As I understand it, on crewed flights of the Falcon 9 the AFTS is somehow integrated with the abort system so that it is impossible for it to detonate without the capsule having a few seconds to get to safety first.
I don't see how this would work for Starship, since it won't have an abort system.
If the booster is still firing, then starship will have to have a greater acceleration than the super heavy booster in order to separate. On F9 Crew this is done by the abort system, which is able to accelerate the crew capsule away at a higher acceleration than the whole F9 stack is experiencing at the time.
The real question here is what happens with a crewed second stage that has a problem with its engines/fuel. We’ve yet to see designs for the crewed interior beyond very conceptual stuff.
This same question was asked in the early years of commercial aviation. In the end, the industry (mostly) settled on aircraft designs that could passively glide reasonably well enough to land (sometimes). But some aircraft, e.g. military jets and Cirrus, came up with different answers (parachutes for the crew and for the whole aircraft, mostly).
We'll see how the commercial spacecraft industry deals with this, but I do think that we are at far too early of a stage to start expecting progress in this area. The first few decades of commercial spaceflight will be dangerous just like the first few decades of commercial aviation, or for that matter the first few centuries of commercial shipping. The answers, varied or uniform, will be interesting and I hope that I'll be around to see them.

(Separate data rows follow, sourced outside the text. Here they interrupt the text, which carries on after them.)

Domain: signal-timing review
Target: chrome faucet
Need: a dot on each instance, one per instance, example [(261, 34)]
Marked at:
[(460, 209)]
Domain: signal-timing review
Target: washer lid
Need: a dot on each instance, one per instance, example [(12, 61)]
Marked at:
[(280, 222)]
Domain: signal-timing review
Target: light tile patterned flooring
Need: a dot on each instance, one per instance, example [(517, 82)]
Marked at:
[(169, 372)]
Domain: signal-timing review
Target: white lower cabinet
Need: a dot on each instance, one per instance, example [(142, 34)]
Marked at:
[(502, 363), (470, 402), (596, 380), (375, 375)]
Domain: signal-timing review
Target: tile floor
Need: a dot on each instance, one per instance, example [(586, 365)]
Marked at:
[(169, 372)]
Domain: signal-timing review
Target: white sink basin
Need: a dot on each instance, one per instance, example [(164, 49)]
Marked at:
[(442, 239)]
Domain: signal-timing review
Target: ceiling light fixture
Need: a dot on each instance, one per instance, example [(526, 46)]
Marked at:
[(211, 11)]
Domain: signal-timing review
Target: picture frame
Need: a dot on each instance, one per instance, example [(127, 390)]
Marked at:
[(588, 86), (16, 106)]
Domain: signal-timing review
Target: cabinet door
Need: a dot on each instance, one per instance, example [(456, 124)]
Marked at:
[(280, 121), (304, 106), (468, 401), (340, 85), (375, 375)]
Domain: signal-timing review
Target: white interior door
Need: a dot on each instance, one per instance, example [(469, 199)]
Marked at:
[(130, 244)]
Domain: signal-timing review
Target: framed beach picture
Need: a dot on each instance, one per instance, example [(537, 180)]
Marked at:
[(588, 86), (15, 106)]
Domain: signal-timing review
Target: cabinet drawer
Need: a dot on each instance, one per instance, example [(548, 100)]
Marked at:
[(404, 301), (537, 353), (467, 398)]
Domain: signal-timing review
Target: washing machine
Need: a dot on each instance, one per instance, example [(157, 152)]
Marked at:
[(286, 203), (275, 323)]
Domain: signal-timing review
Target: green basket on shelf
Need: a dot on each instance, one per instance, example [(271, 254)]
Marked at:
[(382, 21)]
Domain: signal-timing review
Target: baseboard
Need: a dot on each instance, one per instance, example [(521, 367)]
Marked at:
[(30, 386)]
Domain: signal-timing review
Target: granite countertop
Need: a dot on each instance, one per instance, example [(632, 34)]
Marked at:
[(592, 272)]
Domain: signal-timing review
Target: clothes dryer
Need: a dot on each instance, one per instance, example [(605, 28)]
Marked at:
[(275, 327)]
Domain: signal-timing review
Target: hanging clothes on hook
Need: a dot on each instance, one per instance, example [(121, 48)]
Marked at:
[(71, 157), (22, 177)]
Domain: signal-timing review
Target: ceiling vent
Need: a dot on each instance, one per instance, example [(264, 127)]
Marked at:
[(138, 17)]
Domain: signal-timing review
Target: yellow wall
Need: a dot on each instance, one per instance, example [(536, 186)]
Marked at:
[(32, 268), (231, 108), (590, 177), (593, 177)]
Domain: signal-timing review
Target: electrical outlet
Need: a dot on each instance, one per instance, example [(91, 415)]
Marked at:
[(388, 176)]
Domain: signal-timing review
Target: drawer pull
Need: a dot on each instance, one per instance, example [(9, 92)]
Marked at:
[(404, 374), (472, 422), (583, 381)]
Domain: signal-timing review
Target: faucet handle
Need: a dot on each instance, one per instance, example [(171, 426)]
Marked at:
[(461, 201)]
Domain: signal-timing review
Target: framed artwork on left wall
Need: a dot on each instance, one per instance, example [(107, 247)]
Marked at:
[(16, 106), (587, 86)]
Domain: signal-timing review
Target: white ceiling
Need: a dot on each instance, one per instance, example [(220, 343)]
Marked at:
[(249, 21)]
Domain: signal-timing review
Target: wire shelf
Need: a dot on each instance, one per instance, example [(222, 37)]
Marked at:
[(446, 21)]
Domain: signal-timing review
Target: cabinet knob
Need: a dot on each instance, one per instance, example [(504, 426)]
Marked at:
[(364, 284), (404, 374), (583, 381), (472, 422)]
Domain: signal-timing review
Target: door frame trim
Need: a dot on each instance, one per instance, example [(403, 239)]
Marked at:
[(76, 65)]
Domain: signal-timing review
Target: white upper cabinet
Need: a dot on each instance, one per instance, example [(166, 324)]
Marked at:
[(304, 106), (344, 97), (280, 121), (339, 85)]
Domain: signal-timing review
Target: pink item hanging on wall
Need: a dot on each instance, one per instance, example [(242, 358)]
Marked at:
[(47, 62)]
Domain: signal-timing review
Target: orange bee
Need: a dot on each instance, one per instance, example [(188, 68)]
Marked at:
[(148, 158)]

I believe that the crewed version is way in the future when operations are much better understood. There’s no chance in hell they’re catching that 2028 window to march.
As ceejayoz said, "Death". The system WillPostForFood mentioned is indeed, as he said, extremely limited.
In the very first missions with only two astronauts, the shuttle had ejection seats. They were removed when more than two people flew at a time, because a) it is not possible to add more, and b) crew ride on two decks, not one.
After the loss of Challenger serious consideration was given to designing some sort of escape capsule for the entire crew, but it was decided that the weight and practicality considerations were not worth it.
The bottom line is that it is impossible to design any practical means of high-speed travel that can cover all eventualities. A century of extensive experience has led to air travel being the safest way to travel on average, but there are still fatalities. Maybe once we have a century of experience with Starship and its descendants we'll be able to say the same about space travel.
> Space Shuttle didn't have an escape system either
To be pedantic, the early flights had ejector seats for the pilot and commander, and the post-Challenger orbiters had a 'fire-pole' bail-out system. These systems could only be used in a very limited set of circumstances.
To compare with other launch methods, you'd need to use the same metric.
IIRC, Soyuz is actually more deadly, but it's been some time since I've seen the stats. Both Soyuz and the Space Shuttle are by far the most deadly form of transportation.
Broadly the same - 7 seats a launch, about 2 failures in about 150 launches, or 14 seat failures in 1000 seat launches. The early launches didn’t have 7 people on but it’s not really relevant.
Worryingly for the shuttle the second failure was well into its lifespan. 5 failures in 50 launches then no failures for 200 more launches is better than 1 failure every 60 launches despite the second being theoretically better from the numbers.
You can either use 14/833 crew positions (individuals flew more than once), or 14/355 actual people who ever flew on the shuttle. You could also use 2/135 missions. I suppose an argument could be made for 2/269 as well if you want to count launch and reentry as separate risk events.
> Imagine explaining to the court that the passengers were blown up by your AI algorithm...
Autonomous flight termination systems are not "AI". It uses an on-board GPS and INS to figure out where the rocket is. It applies a pre-defined set of rules to the state vector and if any one of the rules fail it terminates the flight. You can read more about them here: https://www.gps.gov/cgsic/meetings/2019/valencia.pdf
It's not AI at all. It just has preset border conditions in terms of flight corridor and probably, predicted/calculated impact point if engines go out at that moment, and blows rocket up if they are violated. It's hard logic, comparison of some variables with set thresholds, not some "thinking".
Yes. I'm sure they apply all the mitigations possible.
Worth mentioning that the previous state of the art solution relied on a radio link too. Not sure if it was an implementation where jamming could led to flight termination, or where jamming could lead to failure to terminate a flight. But jamming, and resistance to it, was a concern even before autonomous flight termination.
I'm pretty sure Falcon 9 carrying crew has an AFTS. Challenger was destroyed by an FTS system as well despite having crew on board. I think it's just a risk you have to take to go on a rocket ride.
No. The shuttle broke up when the overall stack became unstable due to the right hand SRB separating because a strut that attached it to the external tank failed (due to a blowtorch effect from a failed O-ring). The Challenger orbiter ended up 'on top' and broke into several chunks - without involvement of any FTS - because of the aerodynamic stress (one of these chunks was the crew compartment). The SRBs were destroyed by their FTS systems, but this was more than 30 seconds after Challenger broke up. The ET simply disintegrated.
[Edit] added emphasis that the orbiter break-up (and destruction) was not due to any FTS.